Republicans in Washington are slowly deserting President Donald Trump’s crusade to overturn his election loss to President-elect Joe Biden. And with a Biden’s inauguration just over a month away, the Capitol is preparing for an age-old battle: the cabinet nominations of the incoming administration.
Senator Chuck Grassley (R-Iowa) anticipated the next stages, saying, “We’re getting perhaps close to a new presidency and so there’s a lot of talk about how the Senate might handle new cabinet people.”
He continued, “Democrats are always lecturing Republicans about approving future Biden cabinet nominees even if we don’t agree with them. Now, that’s pretty darn rich. In other words, they’re saying something like this ‘don’t follow our example from the past four years.'”
The Iowa senator, who has been a leading Trump ally in the Senate, said that Democrats “seem to want two sets of rules for Republican and Democrat cabinet nominees.”
He added, “Trump cabinet and sub-cabinet nominees, even ones that have been easily confirmed in previous Republican administrations faced obstruction and partisan ‘nay’ votes. Many Democrat senators who aspired to be president voted against virtually every single Trump nominee, no matter how well qualified.”
Grassley said that a president should be able to choose his own cabinet, “provided, of course, that they’re qualified and follow the law.”
But he continued, “Can Senate Republicans be sure that if we employ that standard, Democrats will play fair with the next Republican president? I don’t want retaliation for its own sake but the threat of holding Democrat senators to their own standards has been our only means of deterrence of obstruction.”
Grassley said he wants to hear from Democrats why Republicans “should not now adopt their standards and vote down nominees based on politics?”

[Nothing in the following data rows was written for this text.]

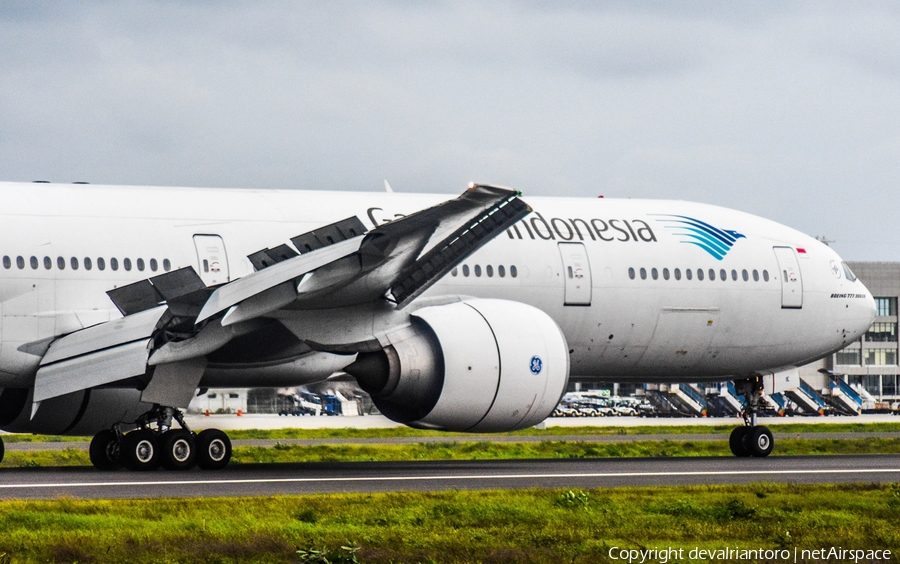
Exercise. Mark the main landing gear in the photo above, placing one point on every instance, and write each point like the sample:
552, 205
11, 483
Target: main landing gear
146, 448
751, 439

Sen. Chuck Grassley: "We're getting perhaps close to a new presidency." pic.twitter.com/4p2vlhY3lV
— The Hill (@thehill) December 17, 2020
Biden has announced most of his cabinet positions and Republicans have already suggested that they will fight against at least some of those nominations.
Biden’s nomination of longtime Democratic political operative Neera Tanden to lead the Office of Management and Budget was quickly panned by Republicans.
Throughout his presidency, Trump enjoyed a Republican Senate majority, which allowed him to easily push through many of his nominees. But party control of the Senate under Biden still hangs in the air and will ultimately be determined by a pair of runoff races in Georgia.